Re: [RFC 1/3] iomap: Support buffered RWF_WRITETHROUGH via async dio backend

From: Ojaswin Mujoo

Date: Fri Mar 13 2026 - 03:44:38 EST


On Wed, Mar 11, 2026 at 11:05:05PM +1100, Dave Chinner wrote:
> On Wed, Mar 11, 2026 at 04:05:29PM +0530, Ojaswin Mujoo wrote:
> > On Tue, Mar 10, 2026 at 05:48:12PM +1100, Dave Chinner wrote:
> > > On Mon, Mar 09, 2026 at 11:04:31PM +0530, Ojaswin Mujoo wrote:
> > > This is not what I envisiaged write-through using DIO to look like.
> > > This is a DIO per folio, rather than a DIO per write() syscall. We
> > > want the latter to be the common case, not the former, especially
> > > when it comes to RWF_ATOMIC support.
> > >
> > > i.e. I was expecting something more like having a wt context
> > > allocated up front with an appropriately sized bvec appended to it
> > > (i.e. single allocation for the common case). Then in
> > > iomap_write_end(), we'd mark the folio as under writeback and add it
> > > to the bvec. Then we iterate through the IO range adding folio after
> > > folio to the bvec.
> > >
> > > When the bvec is full or we reach the end of the IO, we then push
> > > that bvec down to the DIO code.
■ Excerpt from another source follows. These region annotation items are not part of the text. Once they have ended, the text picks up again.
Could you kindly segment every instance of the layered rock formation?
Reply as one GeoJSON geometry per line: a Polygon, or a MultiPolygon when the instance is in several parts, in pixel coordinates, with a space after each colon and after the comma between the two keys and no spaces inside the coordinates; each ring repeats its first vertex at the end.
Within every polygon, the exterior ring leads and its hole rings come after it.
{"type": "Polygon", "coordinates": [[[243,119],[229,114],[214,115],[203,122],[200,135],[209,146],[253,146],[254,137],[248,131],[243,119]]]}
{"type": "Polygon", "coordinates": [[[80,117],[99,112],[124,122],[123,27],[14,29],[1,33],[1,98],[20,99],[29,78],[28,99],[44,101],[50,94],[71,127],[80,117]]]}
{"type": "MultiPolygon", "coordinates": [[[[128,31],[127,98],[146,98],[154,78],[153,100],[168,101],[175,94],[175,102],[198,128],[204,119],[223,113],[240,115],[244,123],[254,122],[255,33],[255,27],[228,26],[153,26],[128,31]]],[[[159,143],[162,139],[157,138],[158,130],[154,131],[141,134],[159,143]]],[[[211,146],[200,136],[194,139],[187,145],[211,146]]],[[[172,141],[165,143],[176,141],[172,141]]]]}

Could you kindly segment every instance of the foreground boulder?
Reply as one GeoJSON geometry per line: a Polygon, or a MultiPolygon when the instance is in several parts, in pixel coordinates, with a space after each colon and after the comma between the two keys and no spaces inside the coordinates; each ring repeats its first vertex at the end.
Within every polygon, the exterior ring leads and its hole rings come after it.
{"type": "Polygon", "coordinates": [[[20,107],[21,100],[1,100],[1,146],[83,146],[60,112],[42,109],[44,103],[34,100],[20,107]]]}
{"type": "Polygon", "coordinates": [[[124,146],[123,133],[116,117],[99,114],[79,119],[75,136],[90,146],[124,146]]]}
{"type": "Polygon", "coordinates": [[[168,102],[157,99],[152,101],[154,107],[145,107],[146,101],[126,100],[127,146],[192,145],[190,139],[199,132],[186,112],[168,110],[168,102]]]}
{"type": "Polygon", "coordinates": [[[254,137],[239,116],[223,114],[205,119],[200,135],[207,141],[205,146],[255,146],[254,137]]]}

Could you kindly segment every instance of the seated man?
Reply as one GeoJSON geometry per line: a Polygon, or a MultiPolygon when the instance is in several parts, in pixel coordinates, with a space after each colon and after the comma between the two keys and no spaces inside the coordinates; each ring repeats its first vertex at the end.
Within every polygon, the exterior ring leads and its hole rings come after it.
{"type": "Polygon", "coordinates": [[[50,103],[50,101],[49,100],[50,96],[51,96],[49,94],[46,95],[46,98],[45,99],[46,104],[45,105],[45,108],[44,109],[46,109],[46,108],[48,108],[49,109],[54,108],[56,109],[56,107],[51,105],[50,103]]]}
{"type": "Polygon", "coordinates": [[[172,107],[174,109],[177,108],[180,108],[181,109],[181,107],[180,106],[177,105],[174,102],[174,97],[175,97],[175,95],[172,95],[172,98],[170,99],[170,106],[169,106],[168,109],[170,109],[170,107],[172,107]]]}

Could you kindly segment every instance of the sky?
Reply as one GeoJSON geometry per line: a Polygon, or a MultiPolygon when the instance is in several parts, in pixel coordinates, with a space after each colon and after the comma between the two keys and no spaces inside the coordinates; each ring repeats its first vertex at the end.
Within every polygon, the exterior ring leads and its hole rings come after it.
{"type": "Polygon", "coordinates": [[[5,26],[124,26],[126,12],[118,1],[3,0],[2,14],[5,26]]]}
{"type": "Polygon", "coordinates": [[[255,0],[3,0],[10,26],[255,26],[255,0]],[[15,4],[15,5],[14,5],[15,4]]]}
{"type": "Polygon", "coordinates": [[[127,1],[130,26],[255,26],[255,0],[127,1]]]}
Ideally we'd also push the iomap we
> > > already hold down as well, so that the DIO code does not need to
> > > look it up again (unless the mapping is stale). The DIO completion
> > > callback then runs a completion callback that iterates the folios
> > > attached ot the bvec and runs buffered writeback compeltion on them.
> > > It can then decrements the wt-ctx IO-in-flight counter.
> > >
> > > If there is more user data to submit, we keep going around (with a
> > > new bvec if we need it) adding folios and submitting them to the dio
> > > code until there is no more data to copy in and submit.
> > >
> > > The writethrough context then drops it's own "in-flight" reference
> > > and waits for the in-flight counter to go to zero.
> >
> > Hi Dave,
> >
> > Thanks for the review. IIUC you are suggesting a per iomap submission of
> > dio rather than a per folio,
>
> Yes, this is the original architectural premise of iomap: we map the
> extent first, then iterate over folios, then submit a single bio for
> the extent...
>
> > and for each iomap we submit we can
> > maintain a per writethrough counter which helps us perform any sort of
> > endio cleanup work. I can give this design a try in v2.
>
> Yes, this is exactly how iomap DIO completion tracking works for
> IO that requires multiple bios to be submitted. i.e. completion
> processing only runs once all IOs -and submission- have completed.
>
> > > > index c24d94349ca5..f4d8ff08a83a 100644
> > > > --- a/fs/iomap/direct-io.c
> > > > +++ b/fs/iomap/direct-io.c
> > > > @@ -713,7 +713,8 @@ __iomap_dio_rw(struct kiocb *iocb, struct iov_iter *iter,
> > > > dio->i_size = i_size_read(inode);

<...>

> > currently.
>
> For a write() style syscall, yes. For AIO/io_uring, no.
>
> io_submit() only returns an error if there is something wrong
> with the aio ctx or iocbs being submitted. It does not report
> completion status of the iocbs that are submitted. You need to call
> io_getevents() to obtain the completion status of individual iocbs
> that have been submitted via io_submit().
>
> Think about it: if you submit 16 IO in on io_submit() call and
> one fails, how do you know find out which IO failed?
>
> > However, with our idea of making the DSYNC buffered aio also
> > truly async, via writethrough, won't we be violating this guarantee?
>
> No, the error will be returned to the AIO completion ring, same as
> it is now.

Thanks for the pointers Dave, I now have a decent picture of how
O_DSYNC/RWF_DSYNC IO will look like with writethrough. I'll try to
incorporate this in the next version, along with your other suggestions.

Regards,
ojaswin

>
> -Dave.
> --
> Dave Chinner
> dgc@xxxxxxxxxx